Ex-Cortlandt employee and Peekskill landscaper plead guilty in illegal dumping scheme
Cortlandt's former assistant general foreman and the owner of a Peekskill landscaping company pleaded guilty Monday to an illegal dumping scheme and have agreed to pay $2.4 million in restitution.
Over two years, in exchange for cash bribes, Robert Dyckman gave Glenn Griffin access to the town's Environmental Services site on Arlo Lane, where Griffin's Landscaping Corp. would dump unauthorized materials. The company was then paid by the town to remove the material.
In announcing the guilty pleas, U.S. Attorney Damian Williams assailed Dyckman for using "his important public position to enrich himself and damage public lands" by allowing Griffin to dump the harmful material. Griffin turning around and billing the town to remove what he had illegally dumped was "brazen," Williams said.
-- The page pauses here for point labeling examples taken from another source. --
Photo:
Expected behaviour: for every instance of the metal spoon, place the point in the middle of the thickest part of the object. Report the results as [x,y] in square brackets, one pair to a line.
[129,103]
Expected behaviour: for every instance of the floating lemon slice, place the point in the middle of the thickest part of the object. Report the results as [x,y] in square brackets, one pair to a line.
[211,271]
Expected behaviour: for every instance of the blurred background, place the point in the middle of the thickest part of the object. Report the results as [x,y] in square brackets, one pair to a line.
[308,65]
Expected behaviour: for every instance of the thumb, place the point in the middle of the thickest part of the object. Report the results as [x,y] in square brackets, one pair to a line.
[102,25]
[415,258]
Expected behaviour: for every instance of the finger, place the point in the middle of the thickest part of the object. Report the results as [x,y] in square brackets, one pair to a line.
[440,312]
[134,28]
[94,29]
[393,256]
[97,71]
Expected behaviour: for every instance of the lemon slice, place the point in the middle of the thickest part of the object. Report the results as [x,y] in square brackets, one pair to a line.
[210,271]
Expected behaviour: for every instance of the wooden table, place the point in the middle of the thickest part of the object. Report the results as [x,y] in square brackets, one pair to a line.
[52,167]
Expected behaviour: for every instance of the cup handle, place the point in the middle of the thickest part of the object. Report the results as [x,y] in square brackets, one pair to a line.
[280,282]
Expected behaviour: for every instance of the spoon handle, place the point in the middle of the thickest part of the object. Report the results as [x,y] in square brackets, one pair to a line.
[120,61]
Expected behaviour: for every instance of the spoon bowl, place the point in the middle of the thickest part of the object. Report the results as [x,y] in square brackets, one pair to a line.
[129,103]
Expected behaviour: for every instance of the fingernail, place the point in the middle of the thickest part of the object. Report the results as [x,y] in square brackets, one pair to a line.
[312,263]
Griffin also pleaded guilty to a separate bid-rigging scheme that bilked Croton Harmon schools and the Verplanck fire district out of $133,000.
Court documents detail several occasions when Griffin would text Dyckman to see if his company could dump material and Dyckman would facilitate it by making sure nobody was around on Arlo Lane.
“Pop. I no this is annoying. Can we dump a few loads first thing only tmrw??” Griffin texted on Dec. 3, 2018.
"Yes just give me a time and I will pull him out," Dyckman responded.
“We will be there 830-900 .. and I want to take care of u guys I don’t want it for nothing. It’s a big help to me.”
Two weeks earlier, while discussing finances, Dyckman texted an associate "I’m seeing Glenn today I’ll have money for food today.”
In May 2019, after Dyckman directed a worker to be on site one weekend to help Griffin, he logged the worker's overtime hours as occurring on a weekday to hide the illegal dumping.
Griffin submitted fake bids so he got contracts
In the bid rigging scheme, Griffin would submit inflated, non-competitive bids from companies he was not associated with for work at Croton schools and the Verplanck firehouse. That ensured his company would be the low bidder and he got the contracts.
Griffin, 55, of Cortlandt Manor, pleaded guilty before U.S. Magistrate Judge Victoria Reznick to bribery conspiracy and conspiracy to commit wire fraud and faces up to 10 years in prison. Dyckman, 52, of Verplanck, pleaded guilty to conspiracy to commit mail fraud, punishable by up to five years.
Sentencing was scheduled for Dec. 5.
The restitution will be paid to the town of Cortlandt and the Westchester Land Trust, to cover remediation of the Arlo Lane facility and the land trust's damaged wetlands abutting the facility.
Dyckman, who worked for Cortlandt for 28 years, was fired in the fall of 2019 after town officials reviewed surveillance videos that showed him at the yard when Griffin's trucks were dumping, sometimes on weekends. The matter was referred to the Westchester District Attorney's Office and federal authorities.
Although he was under federal investigation, Dyckman sued to get his job back in early 2021. Both men were arrested on the federal charges in July 2022 and Dyckman's lawsuit was dismissed last year.